レイクビュー前の岸を越えると、もう前にはほとんど空と水面しかない。
風に乗って少し楽になったのかもしれないが、結局やることはただひたすらに羽ばたき続けるだけだ。
「ハッ!……ハッ!……ハッ!……ハッ!」
しばらく羽ばたいても、一向に見える景色が変わらない。ひたすら湖、そして空。顔に受ける風や、横目に見えるボートの様子から前に進んでいることは分かっていても、先が見えてこないような途方も無さにウイングノーツは少し疲れを感じてきた。
だんだん、頭がボーッとしてきたようにも思える。
「ウイングノーツ〜、下がってきてるぞ〜上げろ上げろ〜」
「ノーツ!!湖面が近い!ピッチ上げて!」
青葉の叫びに、ウイングノーツはハッとした。
視界が湖面で埋め尽くされている。
しまった、と思ったと同時に、右足が水に浸かった。グッと足首を引っ張られるような感覚。
――琵琶湖が、アタシを引きずり下ろそうとしている。
青葉も、
「うあああああァァァァァァッ!」
頭が、体が、カッと熱くなる。
アタシは、まだ飛べる。翼だって、心だって――折れてない!
「ぁぁぁぁあああアアアアァァァァァァッッ!」
尾翼を思いっきりねじり、最大限の強さと速さで羽撃く。

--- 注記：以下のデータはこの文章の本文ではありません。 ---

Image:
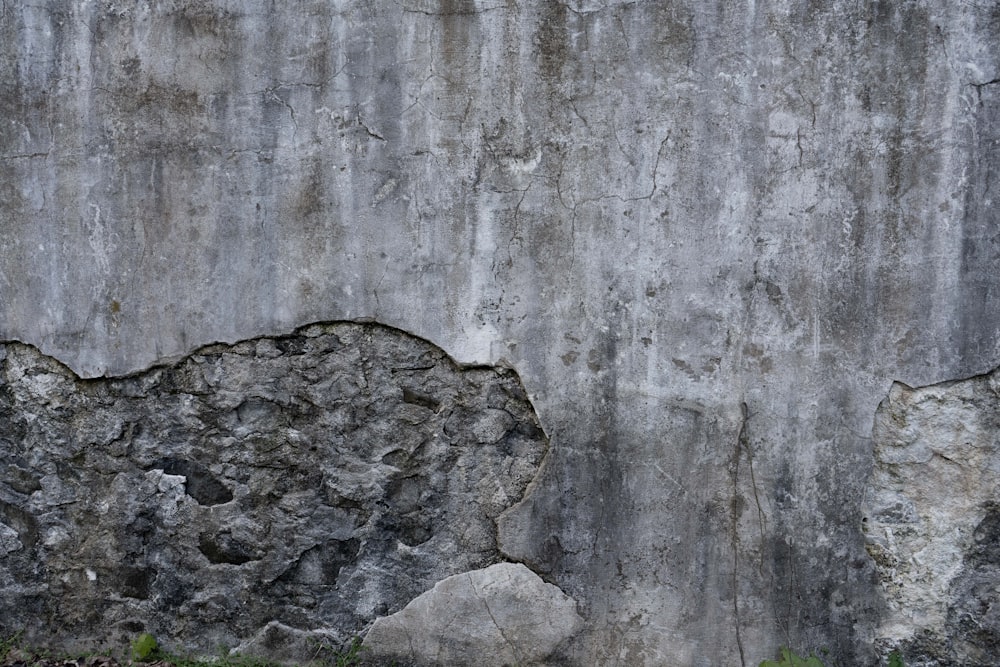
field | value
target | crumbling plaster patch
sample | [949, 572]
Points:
[307, 482]
[930, 504]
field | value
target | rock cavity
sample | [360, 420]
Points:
[308, 482]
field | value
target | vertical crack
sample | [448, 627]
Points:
[735, 516]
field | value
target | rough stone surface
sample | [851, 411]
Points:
[306, 483]
[501, 615]
[932, 521]
[708, 235]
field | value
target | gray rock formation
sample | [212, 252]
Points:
[932, 521]
[301, 484]
[501, 615]
[707, 235]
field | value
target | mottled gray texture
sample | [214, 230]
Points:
[708, 235]
[312, 481]
[498, 616]
[932, 521]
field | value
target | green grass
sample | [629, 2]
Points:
[145, 649]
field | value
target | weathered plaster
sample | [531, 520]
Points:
[657, 212]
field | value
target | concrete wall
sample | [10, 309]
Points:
[707, 235]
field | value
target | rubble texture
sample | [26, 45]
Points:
[277, 487]
[932, 521]
[707, 235]
[503, 615]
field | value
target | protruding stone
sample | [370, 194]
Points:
[501, 615]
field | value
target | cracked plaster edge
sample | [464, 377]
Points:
[886, 631]
[174, 360]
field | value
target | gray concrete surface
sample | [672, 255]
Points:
[707, 235]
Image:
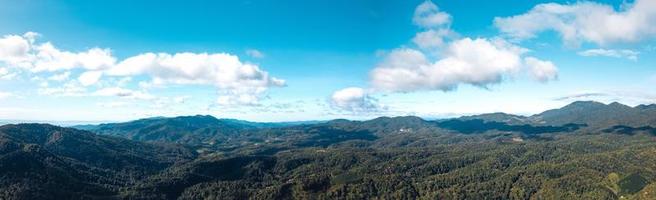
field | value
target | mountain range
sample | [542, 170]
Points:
[585, 150]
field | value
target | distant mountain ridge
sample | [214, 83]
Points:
[594, 114]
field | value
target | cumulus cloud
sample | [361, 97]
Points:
[474, 61]
[435, 25]
[542, 71]
[478, 62]
[89, 77]
[236, 82]
[354, 100]
[615, 53]
[584, 21]
[428, 15]
[60, 77]
[431, 39]
[5, 74]
[4, 95]
[254, 53]
[125, 93]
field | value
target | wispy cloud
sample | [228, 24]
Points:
[615, 53]
[254, 53]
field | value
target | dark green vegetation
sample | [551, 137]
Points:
[585, 150]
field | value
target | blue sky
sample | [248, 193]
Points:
[309, 60]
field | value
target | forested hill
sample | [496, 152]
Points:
[39, 161]
[585, 150]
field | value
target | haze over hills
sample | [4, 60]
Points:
[552, 155]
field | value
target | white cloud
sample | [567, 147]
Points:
[584, 21]
[5, 74]
[428, 15]
[354, 100]
[125, 93]
[89, 78]
[48, 58]
[115, 104]
[254, 53]
[616, 53]
[236, 82]
[431, 38]
[4, 95]
[70, 89]
[60, 77]
[540, 70]
[14, 49]
[21, 51]
[478, 62]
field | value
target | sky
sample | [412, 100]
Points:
[297, 60]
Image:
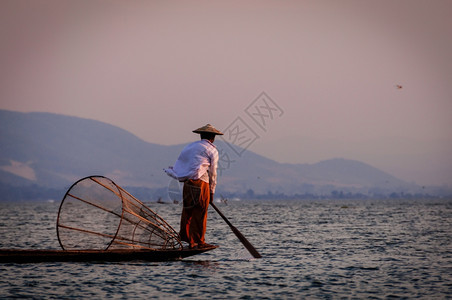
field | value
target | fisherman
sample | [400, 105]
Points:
[197, 168]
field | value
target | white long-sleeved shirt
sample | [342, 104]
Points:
[198, 160]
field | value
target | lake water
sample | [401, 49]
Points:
[311, 249]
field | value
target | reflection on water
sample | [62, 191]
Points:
[310, 249]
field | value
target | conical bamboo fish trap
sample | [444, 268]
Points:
[98, 214]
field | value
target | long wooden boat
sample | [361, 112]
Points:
[117, 255]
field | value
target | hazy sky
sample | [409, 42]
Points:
[160, 69]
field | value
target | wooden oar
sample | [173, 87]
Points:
[239, 235]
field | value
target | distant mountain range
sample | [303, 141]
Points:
[51, 151]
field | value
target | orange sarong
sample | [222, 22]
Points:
[196, 196]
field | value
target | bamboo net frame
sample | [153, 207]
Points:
[95, 213]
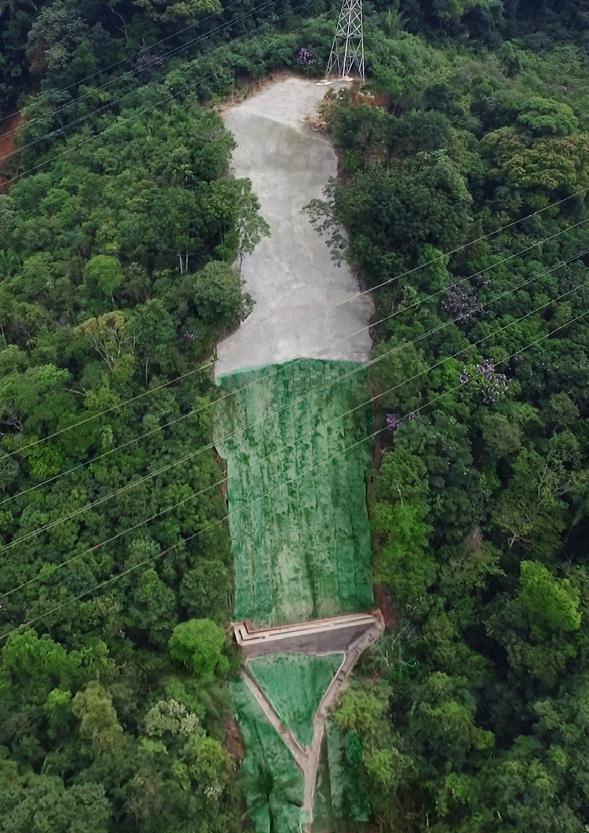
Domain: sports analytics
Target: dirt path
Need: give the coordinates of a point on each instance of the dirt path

カラダが浮き上がり、バシャッと右足が水から離れた。
『なんと!着水したかと思いきや、復活しました!なんというパワーと根性!』
もはや実況の声も耳に入らない。
なんとか、少しでも、飛んで、前に進むんだ。
「ハア……ハア……ハア……ハア……」
着水からの急上昇は体力を予想以上に消耗していた。体が、羽が、重すぎる。足を水につけないようにするのがやっとだ。
『ウイングノーツ選手、1キロを通過しました!』
「ノーツ!1キロ超えたって!」
青葉の声に反応する余力もない。ひたすら、羽ばたいて、羽ばたいて、羽ばたくだけ。
『まだ粘る、まだ粘る。湖面スレスレを飛びながら落ちないウイングノーツ!ここまでの粘りは、根性は、どこから生まれてくるのでしょうか!?』
だんだん腕に、翼に、力が入らなくなってくる。それでも、少しでも飛び続けたい。それだけを考えてひたすら腕を振り続けた。

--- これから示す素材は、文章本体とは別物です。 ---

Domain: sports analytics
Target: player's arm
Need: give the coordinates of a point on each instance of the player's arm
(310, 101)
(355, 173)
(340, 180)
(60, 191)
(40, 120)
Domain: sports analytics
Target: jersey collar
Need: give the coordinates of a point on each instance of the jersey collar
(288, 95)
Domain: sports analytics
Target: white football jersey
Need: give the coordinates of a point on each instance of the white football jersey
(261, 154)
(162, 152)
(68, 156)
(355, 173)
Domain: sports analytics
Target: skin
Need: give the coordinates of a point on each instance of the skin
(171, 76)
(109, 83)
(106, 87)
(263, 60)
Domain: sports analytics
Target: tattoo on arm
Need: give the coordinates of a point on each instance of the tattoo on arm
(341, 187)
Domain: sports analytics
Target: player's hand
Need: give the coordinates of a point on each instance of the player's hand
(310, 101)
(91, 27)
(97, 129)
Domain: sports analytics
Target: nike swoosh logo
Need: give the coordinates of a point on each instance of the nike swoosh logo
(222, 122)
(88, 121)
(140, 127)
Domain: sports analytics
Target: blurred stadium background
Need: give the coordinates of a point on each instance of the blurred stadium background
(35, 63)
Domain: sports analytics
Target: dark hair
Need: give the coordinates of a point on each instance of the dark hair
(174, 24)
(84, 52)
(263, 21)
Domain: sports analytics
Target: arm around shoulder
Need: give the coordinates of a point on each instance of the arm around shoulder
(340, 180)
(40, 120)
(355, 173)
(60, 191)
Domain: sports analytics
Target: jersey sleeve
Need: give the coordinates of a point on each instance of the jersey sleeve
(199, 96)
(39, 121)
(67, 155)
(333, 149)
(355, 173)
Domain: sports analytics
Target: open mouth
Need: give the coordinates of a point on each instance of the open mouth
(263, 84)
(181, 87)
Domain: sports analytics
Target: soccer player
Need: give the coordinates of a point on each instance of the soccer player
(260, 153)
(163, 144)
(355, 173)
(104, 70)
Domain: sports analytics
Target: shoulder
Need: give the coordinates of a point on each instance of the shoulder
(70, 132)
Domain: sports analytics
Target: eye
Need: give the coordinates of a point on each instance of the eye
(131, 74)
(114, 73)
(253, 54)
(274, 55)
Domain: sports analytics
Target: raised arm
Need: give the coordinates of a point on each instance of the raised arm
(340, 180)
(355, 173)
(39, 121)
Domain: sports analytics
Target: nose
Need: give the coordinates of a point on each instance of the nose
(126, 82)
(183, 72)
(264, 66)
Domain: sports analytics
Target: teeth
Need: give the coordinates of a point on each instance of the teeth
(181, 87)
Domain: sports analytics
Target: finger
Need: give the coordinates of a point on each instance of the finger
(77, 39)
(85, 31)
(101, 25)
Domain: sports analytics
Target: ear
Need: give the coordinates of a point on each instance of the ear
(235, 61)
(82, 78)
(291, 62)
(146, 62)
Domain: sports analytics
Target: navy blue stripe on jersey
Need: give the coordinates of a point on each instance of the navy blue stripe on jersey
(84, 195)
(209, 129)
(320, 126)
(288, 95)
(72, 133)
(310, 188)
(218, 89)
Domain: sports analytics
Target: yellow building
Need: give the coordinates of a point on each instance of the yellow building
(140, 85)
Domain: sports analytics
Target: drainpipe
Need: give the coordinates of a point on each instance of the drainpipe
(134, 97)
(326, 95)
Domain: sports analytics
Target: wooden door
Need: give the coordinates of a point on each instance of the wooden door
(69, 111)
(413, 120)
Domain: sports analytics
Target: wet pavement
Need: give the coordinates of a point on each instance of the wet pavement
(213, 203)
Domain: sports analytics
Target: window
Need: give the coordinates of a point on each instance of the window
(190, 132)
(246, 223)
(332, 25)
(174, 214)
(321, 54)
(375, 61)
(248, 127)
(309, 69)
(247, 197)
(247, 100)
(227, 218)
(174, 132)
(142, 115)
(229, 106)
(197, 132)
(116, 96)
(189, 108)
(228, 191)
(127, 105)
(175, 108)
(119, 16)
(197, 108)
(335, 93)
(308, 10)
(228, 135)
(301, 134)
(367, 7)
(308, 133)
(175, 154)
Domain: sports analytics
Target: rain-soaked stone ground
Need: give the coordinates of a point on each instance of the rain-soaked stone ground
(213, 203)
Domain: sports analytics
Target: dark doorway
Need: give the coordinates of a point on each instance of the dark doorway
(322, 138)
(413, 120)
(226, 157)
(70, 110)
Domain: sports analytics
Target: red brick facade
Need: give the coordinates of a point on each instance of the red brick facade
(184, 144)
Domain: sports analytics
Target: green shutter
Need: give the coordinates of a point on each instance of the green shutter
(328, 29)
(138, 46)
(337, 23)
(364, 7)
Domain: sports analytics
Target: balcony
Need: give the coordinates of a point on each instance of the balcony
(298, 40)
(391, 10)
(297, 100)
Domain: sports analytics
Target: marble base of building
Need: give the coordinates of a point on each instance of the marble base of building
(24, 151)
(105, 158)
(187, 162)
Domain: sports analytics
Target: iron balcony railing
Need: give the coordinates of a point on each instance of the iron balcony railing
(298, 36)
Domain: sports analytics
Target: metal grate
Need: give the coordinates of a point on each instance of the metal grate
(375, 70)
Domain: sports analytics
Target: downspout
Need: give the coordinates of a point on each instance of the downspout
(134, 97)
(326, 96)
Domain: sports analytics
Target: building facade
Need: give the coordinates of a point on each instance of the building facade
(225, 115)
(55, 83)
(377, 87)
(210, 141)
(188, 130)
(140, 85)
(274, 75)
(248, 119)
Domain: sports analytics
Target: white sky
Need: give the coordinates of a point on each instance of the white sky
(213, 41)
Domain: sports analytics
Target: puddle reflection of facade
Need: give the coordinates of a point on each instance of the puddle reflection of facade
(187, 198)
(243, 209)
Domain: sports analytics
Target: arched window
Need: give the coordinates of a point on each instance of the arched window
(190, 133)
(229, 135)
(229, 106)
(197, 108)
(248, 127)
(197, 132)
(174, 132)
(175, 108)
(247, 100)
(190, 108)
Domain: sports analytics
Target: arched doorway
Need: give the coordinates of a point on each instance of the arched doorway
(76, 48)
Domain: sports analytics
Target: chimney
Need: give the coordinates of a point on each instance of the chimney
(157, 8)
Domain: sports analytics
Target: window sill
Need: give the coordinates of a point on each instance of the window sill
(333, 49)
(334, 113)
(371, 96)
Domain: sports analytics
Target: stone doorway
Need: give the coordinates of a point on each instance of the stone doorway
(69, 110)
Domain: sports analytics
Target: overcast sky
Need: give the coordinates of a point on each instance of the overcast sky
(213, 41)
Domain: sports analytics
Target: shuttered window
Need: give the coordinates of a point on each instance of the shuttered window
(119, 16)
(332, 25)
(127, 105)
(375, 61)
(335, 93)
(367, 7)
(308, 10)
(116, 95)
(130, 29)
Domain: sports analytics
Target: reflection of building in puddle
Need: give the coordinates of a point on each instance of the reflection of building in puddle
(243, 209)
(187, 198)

――やがて、もう尾翼を動かす力もなくなったところで、ウイングノーツはそのまま湖面の上を滑るように着水した。視界が水で覆われて、慌てて顔だけを水の上に出す。あっという間にボート数台に囲まれた。ライフセーバーが泳いで近づいてくるのが分かる。
担ぎ上げられて乗り込んだボートには、青葉が待っていた。
「よくやったわ!ノーツ!素晴らしいフライトだった!」
がばっと青葉が抱きついてくる。
「へ、へへへへ……。一回目の着水のときに思った以上に消耗しちゃいました……」
抱き返す余裕もなく、腕と翼をだらんとさせたままでウイングノーツは小声で答えた。
「……お疲れ様」
「……こちらこそ、ありがとうございます。青葉さんのおかげで、ここまで飛べました」
『――只今の、富士川スカイスポーツ学園、ウイングノーツさんの記録は、』
ボートに置かれた無線から、ウグイス嬢のアナウンスが聞こえる。
『――1709メートル50でした』
記録の発表に続いて、無線の先から観客席の歓声が聞こえる。
『こーれはいきなりの大ブレイク!2回目の挑戦にして史上10人目の1キロ超えを達成したー!ウイングノーツ!!』
ポンと、肩をたたかれると、そこに青葉の笑顔があった。やったんだ。ついに、飛べたんだ。しかも、最初の目標だった500メートルを超えて、1.7キロ!
叫びたいけどそんな体力もないウイングノーツは、上を見上げながやボートの縁に頭を預けた。
もっと飛べたかもしれない、という気持ちは正直ある。一度着水しなければ。もっと粘れていれば。
でも、この初めて湖上で眺める空と風と、そしてこの溢れ出る喜びにもう少しだけひたっていたいと思うウイングノーツだった。